Souveraineté : la « place » de l’ETI
Quand je l’interroge sur le contexte géopolitique et la souveraineté numérique, Sébastien est convaincu qu’il y a une carte à jouer. « Je pense que nos clients veulent vraiment acheter français », affirme-t-il. Il voit Meritis, en tant qu’ETI « middle market », occuper une place spécifique que les géants ne couvrent pas. Il évoque l’exemple de Michelin, confronté à des données industrielles stratégiques – comme la composition chimique de ses pneus – qu’ils ne souhaitent confier ni aux hyperscalers américains, ni stocker exclusivement en interne. « Ce type de cas, très franco-français, révèle un besoin d’alternatives hybrides. C’est là que des acteurs intermédiaires comme nous peuvent proposer des solutions nouvelles sur des zones encore peu adressées. » Dans un monde marqué par la « brutalité géopolitique » et l’instabilité, il sent monter un « protectionnisme européen » qui crée des opportunités pour des acteurs agiles et de confiance.
L’IA : transformation profonde
Dans notre échange, il se montre animé par l’IA, qu’il qualifie de « transformation profonde », notamment pour les 350 développeurs de Meritis. Mais il l’évoque aussi avec franchise, comme l’un de ses principaux regrets. Alors que ses équipes faisaient déjà du LLM en 2021, il avoue « regretter de ne pas avoir pris le virage de l’IA avec plus de conviction, plus d’allant et plus rapidement ». Il a le sentiment d’être « presque un peu en retard » sur un sujet qui va, selon lui, « complètement bouleverser 90 % de nos habitudes ».

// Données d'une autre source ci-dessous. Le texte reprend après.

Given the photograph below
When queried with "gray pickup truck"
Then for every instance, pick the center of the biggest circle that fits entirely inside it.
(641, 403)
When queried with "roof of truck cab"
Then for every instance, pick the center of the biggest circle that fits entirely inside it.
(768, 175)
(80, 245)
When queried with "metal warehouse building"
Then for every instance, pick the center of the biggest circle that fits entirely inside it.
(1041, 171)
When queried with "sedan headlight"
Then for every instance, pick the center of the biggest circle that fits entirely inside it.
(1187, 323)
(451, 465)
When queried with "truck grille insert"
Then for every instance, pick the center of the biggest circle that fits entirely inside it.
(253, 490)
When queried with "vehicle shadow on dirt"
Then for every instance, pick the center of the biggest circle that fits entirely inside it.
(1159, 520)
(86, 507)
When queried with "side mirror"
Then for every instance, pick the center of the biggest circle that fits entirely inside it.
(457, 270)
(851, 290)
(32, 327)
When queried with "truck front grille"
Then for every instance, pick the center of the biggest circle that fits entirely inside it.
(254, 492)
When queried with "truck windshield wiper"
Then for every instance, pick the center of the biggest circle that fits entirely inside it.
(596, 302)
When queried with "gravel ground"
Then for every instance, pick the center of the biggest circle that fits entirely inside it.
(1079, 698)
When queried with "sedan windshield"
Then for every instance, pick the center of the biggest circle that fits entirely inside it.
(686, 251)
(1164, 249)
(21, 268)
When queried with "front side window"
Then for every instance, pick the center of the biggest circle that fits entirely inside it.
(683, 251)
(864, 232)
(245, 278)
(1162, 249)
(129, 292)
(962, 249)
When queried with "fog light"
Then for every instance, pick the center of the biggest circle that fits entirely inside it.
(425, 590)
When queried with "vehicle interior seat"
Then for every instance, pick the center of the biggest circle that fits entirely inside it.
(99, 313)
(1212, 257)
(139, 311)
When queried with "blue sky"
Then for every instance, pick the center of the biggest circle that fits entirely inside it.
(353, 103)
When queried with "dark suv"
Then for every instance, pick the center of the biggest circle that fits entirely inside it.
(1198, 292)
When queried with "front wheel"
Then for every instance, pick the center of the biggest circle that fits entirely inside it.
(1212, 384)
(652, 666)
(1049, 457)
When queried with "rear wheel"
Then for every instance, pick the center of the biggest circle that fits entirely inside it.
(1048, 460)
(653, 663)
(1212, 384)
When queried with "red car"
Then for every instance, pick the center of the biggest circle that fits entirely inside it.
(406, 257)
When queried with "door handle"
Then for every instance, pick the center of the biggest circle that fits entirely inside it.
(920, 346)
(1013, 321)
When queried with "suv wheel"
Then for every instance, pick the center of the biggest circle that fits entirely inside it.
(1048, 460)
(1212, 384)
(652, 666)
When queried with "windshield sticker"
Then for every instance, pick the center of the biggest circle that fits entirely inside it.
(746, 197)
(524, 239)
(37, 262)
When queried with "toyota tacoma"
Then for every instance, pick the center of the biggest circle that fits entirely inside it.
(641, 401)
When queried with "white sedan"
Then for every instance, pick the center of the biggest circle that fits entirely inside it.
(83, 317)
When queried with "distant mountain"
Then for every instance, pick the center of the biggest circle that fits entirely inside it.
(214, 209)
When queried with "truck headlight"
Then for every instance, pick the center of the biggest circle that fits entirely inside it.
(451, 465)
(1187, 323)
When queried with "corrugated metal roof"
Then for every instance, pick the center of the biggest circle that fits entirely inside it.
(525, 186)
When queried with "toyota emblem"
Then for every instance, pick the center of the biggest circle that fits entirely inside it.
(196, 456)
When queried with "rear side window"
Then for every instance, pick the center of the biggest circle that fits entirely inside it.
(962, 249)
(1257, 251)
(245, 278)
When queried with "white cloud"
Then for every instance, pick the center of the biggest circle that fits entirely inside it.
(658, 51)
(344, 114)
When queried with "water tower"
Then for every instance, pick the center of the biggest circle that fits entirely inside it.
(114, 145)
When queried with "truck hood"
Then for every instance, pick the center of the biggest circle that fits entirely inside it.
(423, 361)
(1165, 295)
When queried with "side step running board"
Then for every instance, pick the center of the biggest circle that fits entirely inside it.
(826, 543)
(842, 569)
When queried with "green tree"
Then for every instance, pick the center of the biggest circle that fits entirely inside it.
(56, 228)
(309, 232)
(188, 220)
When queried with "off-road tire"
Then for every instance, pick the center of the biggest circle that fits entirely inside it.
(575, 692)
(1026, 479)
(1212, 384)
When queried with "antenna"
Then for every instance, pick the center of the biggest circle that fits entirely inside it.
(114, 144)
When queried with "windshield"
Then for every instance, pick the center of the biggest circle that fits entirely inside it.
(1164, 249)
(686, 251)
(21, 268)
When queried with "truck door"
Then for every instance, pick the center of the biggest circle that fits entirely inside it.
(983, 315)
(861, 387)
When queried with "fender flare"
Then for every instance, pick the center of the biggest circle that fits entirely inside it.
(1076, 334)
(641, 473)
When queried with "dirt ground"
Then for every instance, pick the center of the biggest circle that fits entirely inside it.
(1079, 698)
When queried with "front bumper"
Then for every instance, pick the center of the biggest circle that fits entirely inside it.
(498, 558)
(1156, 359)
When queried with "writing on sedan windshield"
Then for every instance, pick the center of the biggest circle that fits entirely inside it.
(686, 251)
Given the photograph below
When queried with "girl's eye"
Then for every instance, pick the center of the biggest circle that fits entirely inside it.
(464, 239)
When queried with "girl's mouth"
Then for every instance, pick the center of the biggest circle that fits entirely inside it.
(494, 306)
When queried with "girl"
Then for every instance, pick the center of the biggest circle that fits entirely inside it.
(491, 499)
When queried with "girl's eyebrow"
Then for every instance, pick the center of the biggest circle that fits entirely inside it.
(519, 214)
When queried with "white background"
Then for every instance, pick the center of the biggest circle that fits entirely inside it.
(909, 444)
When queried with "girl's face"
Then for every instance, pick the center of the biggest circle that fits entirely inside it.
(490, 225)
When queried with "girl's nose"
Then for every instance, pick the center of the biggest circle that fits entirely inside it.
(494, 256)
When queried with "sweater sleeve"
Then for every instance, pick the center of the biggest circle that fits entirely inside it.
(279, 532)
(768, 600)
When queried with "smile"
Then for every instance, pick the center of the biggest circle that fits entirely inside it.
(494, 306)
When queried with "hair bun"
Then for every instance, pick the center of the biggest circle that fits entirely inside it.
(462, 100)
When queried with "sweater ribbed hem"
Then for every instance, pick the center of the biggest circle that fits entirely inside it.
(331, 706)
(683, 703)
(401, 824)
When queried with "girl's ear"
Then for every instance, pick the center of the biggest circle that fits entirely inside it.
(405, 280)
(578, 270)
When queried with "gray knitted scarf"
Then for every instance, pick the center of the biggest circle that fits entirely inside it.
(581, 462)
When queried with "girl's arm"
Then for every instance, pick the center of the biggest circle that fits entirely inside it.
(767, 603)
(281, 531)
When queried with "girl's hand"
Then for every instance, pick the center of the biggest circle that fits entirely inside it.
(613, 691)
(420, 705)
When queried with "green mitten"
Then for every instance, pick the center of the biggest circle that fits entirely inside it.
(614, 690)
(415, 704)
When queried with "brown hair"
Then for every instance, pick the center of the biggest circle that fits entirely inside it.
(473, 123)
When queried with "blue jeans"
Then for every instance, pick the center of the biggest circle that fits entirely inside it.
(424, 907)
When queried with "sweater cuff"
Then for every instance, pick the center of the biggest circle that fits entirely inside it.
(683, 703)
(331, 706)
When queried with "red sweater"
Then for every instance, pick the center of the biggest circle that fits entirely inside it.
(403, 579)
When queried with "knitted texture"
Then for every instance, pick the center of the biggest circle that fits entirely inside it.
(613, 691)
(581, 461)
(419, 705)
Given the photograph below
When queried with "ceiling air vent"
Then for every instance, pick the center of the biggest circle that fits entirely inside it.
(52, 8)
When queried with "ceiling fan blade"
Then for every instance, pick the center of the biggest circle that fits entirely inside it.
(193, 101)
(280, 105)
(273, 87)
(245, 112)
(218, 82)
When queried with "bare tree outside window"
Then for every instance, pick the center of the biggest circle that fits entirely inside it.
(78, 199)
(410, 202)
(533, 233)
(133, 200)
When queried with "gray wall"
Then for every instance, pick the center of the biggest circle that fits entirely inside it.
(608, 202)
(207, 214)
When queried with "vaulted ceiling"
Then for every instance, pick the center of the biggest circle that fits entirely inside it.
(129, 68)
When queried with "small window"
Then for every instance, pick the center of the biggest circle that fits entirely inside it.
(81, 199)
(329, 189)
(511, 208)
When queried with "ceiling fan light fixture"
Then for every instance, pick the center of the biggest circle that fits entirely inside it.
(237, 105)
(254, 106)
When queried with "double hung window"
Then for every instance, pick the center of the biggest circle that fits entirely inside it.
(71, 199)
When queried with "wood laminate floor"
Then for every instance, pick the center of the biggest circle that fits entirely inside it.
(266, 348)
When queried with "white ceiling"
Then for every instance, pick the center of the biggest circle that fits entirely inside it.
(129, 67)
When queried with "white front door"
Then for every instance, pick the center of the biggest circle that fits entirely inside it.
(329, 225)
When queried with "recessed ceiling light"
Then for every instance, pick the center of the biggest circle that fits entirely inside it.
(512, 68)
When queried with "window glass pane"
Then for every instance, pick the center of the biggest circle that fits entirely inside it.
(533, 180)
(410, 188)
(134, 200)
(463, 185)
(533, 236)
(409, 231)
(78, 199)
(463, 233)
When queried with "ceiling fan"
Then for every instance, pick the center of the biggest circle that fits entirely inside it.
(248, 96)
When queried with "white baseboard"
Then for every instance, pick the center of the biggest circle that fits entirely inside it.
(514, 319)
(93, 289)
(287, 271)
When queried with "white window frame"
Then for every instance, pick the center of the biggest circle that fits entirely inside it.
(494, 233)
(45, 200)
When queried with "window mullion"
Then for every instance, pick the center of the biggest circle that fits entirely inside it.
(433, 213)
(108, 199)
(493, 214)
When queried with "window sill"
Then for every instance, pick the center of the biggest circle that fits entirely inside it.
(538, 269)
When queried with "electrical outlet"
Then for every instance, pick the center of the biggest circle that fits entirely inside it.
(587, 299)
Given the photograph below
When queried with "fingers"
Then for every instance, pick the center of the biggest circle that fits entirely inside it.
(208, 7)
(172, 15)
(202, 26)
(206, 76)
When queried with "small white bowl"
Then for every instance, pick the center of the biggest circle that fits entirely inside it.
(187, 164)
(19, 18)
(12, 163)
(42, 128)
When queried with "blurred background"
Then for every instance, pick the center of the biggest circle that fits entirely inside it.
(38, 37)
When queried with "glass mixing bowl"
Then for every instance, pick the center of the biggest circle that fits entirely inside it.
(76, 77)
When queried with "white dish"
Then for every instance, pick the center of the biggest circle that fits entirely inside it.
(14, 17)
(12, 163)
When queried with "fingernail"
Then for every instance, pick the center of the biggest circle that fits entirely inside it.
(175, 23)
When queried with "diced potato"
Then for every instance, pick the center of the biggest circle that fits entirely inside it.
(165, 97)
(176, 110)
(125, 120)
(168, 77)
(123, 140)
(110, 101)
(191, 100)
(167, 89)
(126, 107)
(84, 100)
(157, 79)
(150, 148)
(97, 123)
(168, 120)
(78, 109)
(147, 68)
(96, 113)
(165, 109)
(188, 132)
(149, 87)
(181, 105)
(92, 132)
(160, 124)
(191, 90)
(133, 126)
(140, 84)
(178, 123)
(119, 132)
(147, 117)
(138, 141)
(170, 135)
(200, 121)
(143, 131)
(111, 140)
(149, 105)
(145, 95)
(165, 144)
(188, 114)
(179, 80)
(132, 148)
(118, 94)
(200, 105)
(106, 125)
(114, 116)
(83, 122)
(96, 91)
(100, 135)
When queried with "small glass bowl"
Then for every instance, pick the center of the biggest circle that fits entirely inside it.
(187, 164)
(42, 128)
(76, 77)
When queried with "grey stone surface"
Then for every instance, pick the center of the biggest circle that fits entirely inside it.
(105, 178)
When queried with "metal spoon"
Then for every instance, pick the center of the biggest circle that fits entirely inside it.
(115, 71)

L’optimisme par-delà la crise
Je retiens enfin un optimisme résolu. Bien qu’« entre le marteau et l’enclume », face à des services achats qui « codifient les cabinets » et compriment les marges, il se dit « plutôt optimiste pour l’avenir ». Il sent que Meritis a « vraiment cette place du 3 à 5 000 collaborateurs dans les 10 ans ». À la question de savoir ce qu’il dirait au Sébastien Videment de 2007, il répond : « Vas-y, lance-toi », mais surtout, « garde énormément de constance dans cette rigueur humaine et managériale ». Car, conclut-il, cette valeur humaine est « indétrônable et […] ne sera pas remplacée par l’IA ». Rien d’ostentatoire. Mais une boussole claire. Et c’est peut-être ça, aujourd’hui, le vrai luxe du pilotage. Dans un marché qui multiplie les effets de manche, Meritis fait le choix d’une exigence tranquille, d’une construction patiente. C’est ce pas de côté qui rend sa trajectoire digne d’attention – et peut-être même d’inspiration.